U.S. policy or Israeli policy sounds like a simple question to answer in the United States? Indeed, it shouldn’t even be a serious question in the first place. U.S. policy is made in Washington. Right?

     Most of the time the answer to that question is yes, but there is an insidious movement to change that under certain circumstances.

     It has been a standard, if ironic, joke in Europe for years that U.S. Foreign policy is made in Tel Aviv. Jewish money on the U.S. East Coast controls the electoral process, and Jewish ownership of media on the West Coast controls what is seen and heard. There is an impression that when Israel is out of the U.S. news for any length of time, media time suddenly gets bombarded with “Holocaust” documentaries and movies. Lately, that hasn’t been necessary, but it happens so often that it has to be a calculated strategy.

     The epitome of this planned subversion of U.S. interests in favour of Israeli interests, happened a few years ago when Senator Joe Lieberman submitted a bill on Capitol Hill that basically said the U.S. supports anything Israel wants to do. It didn’t pass, but the fact that it was submitted at all should have been tantamount to treason.

     A recent Newsweek article brought this insidious movement back to my attention. The article highlighted the case of a children’s speech therapist in Texas, who had worked as a consultant to the State education system for nine years. When her annual contract renewal was given to her recently, it included a clause that required she “does not currently boycott Israel and will not boycott Israel during the term of the contract.” She refused to sign it, and was fired. She is now suing the State of Texas.

     Apparently, there are currently twenty-six U.S. States with statutes on their books that require the same clause to be included in all their State contracts. How did that happen, and why don’t we hear more about it? In many countries, subjugating yourself to a foreign power will get you shot for treason. It can’t be a coincidence. It has to be a determined, insidious, well-organized and funded, political strategy.     

     Last year, a Kansas contractor filed a lawsuit after she was not able to get a contract because she refused to say she wouldn’t boycott Israel. The State later amended its legislation and the suit was dismissed, but that step by the State of Kansas appears to be unusual.
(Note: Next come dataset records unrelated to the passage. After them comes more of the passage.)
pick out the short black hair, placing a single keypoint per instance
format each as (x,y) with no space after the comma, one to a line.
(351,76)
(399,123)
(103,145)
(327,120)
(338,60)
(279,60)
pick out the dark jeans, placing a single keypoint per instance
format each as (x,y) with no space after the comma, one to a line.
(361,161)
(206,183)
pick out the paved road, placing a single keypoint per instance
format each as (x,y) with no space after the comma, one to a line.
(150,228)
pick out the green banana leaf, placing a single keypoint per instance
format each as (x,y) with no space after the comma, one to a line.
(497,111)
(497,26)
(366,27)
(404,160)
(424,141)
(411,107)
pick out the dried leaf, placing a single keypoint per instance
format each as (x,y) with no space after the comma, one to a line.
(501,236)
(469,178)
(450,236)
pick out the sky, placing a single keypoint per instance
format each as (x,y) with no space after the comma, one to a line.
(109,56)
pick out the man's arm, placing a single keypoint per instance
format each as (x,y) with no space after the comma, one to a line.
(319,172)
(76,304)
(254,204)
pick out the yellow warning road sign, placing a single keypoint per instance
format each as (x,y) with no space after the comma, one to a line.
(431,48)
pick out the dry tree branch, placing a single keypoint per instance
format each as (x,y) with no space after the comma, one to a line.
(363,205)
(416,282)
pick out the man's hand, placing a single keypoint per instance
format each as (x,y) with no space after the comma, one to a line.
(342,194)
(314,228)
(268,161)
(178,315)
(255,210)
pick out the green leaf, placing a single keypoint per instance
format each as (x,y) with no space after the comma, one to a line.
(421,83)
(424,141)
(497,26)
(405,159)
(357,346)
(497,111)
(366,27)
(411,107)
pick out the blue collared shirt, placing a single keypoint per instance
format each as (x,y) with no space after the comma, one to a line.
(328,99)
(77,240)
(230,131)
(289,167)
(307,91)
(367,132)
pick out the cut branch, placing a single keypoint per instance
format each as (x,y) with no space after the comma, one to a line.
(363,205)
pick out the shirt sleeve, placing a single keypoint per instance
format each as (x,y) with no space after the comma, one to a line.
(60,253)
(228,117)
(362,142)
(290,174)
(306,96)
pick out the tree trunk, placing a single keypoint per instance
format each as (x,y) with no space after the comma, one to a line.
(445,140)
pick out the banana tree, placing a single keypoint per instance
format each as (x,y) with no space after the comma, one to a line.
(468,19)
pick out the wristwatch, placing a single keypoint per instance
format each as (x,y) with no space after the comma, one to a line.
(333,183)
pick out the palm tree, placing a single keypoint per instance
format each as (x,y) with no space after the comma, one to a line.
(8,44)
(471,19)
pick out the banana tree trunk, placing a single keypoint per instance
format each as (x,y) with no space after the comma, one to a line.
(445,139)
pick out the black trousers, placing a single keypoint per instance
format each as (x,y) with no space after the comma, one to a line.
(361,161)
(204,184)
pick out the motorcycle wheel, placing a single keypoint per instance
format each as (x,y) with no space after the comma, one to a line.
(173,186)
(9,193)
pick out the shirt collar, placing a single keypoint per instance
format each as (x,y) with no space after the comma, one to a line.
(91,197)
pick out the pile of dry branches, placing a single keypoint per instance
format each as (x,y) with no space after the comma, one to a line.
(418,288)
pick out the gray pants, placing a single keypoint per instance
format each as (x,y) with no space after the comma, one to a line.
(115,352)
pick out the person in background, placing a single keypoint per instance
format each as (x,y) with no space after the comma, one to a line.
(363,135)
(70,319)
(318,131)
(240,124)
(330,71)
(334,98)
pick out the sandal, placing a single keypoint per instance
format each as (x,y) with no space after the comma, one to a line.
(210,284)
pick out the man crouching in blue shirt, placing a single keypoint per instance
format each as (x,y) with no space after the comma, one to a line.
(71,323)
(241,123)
     Another measure to oppose boycotts of Israel, led in the U.S. Senate by Maryland Senator Ben Cardin, is taking place at the national level. The Israel Anti-Boycott Act, which was first introduced in 2017, aims to “amend the Export Administration Act” as it applies to countries and to international governmental organizations.    The proposed legislation had a minimum civil penalty of $250,000, and maximum criminal penalty of $1 million and 20 years in jail for offenders. The jail time has since been eliminated, but the legislation still permits criminal financial penalties for boycotts. That means the U.S. can impose financial penalties on foreign countries and organization if they, totally within their own sovereign rights, boycott Israel.

     Who the hell is running this country? Is it U.S.policy or Israeli policy?

     Israel has always had an ingenious defense against anyone questioning its motives or its actions: They immediately claim such moves are anti-Semitic. That threat usually results in immediate withdrawal of the question. Israel, and Israeli interests in other countries, particularly in the United States, has always done a great job in making sure the “anti-Semitic” card is played swiftly in all negative situations.

     I submit that, in many cases, the actions are not anti-Semitic, they are anti-Israel, and anti their arrogant attitude of entitlement.

     It’s about time someone called their bluff.